Voices for Georgia’s Children Welcomes New Fundraising and Communications Director

Children’s advocacy not-for-profit Voices for Georgia’s Children announced today that Joi Hunter, a seasoned fundraising and grant-management professional whose not-for-profit career has focused on creating opportunities for disadvantaged children, has joined Voices as the group’s first-ever director of fundraising and communications.

“Joi’s experience advancing children’s causes and her proven ability to lead major fundraising and grant management operations are a perfect fit for Voices at this stage of our growth,” said Voices executive director Dr. Erica Fener-Sitkoff. “Our mission to improve the well-being of Georgia’s children has always relied on an active and engaged community of supporters, and Joi’s work with this community will be so important as we work on an ever-expanding variety of issues and opportunities to help all of Georgia’s kids thrive.”

Hunter started with Voices on Sept. 25, after a stint directing national development strategy for OneGoal, a college-access not-for-profit, where she helped grow revenue to over $20 million. Previously, Hunter managed the KIPP Foundation’s grant-making strategy serving 183 KIPP schools and helped manage a portfolio for all of Teach for America’s public funding – including a $30 million portfolio of federal grants.

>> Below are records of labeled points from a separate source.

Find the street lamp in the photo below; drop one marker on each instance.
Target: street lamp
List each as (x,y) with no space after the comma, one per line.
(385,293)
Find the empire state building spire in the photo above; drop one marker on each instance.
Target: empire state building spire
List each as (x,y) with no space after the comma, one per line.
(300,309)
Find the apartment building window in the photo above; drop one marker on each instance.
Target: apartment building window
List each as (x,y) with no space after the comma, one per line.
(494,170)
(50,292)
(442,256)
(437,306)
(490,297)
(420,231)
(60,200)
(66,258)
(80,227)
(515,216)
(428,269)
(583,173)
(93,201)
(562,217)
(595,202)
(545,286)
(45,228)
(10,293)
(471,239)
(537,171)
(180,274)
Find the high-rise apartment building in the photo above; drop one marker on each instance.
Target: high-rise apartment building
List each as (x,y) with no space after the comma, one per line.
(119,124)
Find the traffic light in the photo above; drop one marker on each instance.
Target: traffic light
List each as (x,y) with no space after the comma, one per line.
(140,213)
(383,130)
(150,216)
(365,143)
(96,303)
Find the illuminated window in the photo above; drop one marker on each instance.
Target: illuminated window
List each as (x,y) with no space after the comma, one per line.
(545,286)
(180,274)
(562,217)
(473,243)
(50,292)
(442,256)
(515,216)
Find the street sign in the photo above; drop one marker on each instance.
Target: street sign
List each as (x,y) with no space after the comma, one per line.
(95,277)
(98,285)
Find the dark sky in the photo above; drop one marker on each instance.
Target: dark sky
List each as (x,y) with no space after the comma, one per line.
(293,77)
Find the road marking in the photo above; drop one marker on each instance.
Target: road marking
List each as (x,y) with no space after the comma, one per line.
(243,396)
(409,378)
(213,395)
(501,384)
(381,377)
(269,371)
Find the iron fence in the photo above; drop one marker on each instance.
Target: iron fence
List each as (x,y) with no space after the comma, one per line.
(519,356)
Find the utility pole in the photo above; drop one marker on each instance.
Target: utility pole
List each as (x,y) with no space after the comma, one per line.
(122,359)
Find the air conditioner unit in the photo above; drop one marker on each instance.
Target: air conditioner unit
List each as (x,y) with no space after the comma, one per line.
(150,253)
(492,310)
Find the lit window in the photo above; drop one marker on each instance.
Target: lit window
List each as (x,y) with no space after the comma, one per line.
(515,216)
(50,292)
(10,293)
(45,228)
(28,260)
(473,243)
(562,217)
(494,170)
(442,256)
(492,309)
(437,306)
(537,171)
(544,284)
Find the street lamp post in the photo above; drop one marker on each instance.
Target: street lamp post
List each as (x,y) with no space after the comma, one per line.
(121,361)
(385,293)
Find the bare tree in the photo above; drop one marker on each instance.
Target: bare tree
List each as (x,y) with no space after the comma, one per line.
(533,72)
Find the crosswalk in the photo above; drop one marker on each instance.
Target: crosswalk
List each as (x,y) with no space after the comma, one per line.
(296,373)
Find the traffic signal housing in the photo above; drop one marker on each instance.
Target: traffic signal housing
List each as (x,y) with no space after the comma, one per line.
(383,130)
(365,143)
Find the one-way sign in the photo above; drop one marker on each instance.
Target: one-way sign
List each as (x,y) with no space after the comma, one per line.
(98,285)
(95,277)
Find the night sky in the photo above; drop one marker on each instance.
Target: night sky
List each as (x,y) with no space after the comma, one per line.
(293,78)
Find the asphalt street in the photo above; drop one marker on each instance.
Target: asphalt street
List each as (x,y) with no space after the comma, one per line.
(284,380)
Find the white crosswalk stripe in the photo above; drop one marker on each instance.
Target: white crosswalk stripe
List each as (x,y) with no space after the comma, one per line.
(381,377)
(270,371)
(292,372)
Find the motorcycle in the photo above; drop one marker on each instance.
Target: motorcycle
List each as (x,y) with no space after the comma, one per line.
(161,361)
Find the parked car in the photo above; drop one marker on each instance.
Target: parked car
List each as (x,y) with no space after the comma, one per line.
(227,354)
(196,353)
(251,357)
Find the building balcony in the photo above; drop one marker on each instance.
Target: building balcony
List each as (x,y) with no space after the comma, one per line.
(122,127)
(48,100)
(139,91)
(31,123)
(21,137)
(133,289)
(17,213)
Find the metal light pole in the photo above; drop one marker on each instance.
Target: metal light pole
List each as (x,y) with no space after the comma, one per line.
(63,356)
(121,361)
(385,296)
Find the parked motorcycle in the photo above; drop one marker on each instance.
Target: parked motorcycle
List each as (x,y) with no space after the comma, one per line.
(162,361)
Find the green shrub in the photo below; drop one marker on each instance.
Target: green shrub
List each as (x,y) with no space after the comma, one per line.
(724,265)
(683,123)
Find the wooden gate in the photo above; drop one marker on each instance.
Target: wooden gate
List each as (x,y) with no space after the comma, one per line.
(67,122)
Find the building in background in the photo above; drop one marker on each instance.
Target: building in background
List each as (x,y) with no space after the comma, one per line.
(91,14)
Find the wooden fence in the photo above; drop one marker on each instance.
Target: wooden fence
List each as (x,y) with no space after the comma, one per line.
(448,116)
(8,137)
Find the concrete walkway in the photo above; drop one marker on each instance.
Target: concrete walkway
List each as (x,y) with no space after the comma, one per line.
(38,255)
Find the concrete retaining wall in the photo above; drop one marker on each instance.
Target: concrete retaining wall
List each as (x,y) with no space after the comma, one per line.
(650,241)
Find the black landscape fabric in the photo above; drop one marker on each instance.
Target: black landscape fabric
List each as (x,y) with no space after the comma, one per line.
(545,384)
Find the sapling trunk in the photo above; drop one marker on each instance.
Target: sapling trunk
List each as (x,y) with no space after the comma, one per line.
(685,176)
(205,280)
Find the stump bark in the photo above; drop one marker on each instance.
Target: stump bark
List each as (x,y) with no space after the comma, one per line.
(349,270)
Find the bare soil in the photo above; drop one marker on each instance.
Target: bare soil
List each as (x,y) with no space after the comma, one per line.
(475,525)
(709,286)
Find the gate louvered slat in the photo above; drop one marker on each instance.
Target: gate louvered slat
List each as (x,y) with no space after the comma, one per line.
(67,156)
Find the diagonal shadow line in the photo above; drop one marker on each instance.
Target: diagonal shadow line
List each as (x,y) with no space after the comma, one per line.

The investment in fundraising and communications expertise comes as Voices seeks to deepen its bench of policy analysts; broaden its communications outreach to Georgia policy-makers, community leaders and its network statewide; and raise Georgia’s profile as a national role-model in behavioral health, juvenile justice, early childhood development and other policy areas that advance children’s well-being.

“I’m thrilled to accept this new role and I look forward to working to grow Voices’ capacity to advocate for the next generation,” said Hunter. “Because all children deserve to have their needs met and we’re going to work hard to give them every opportunity to reach their full potential.”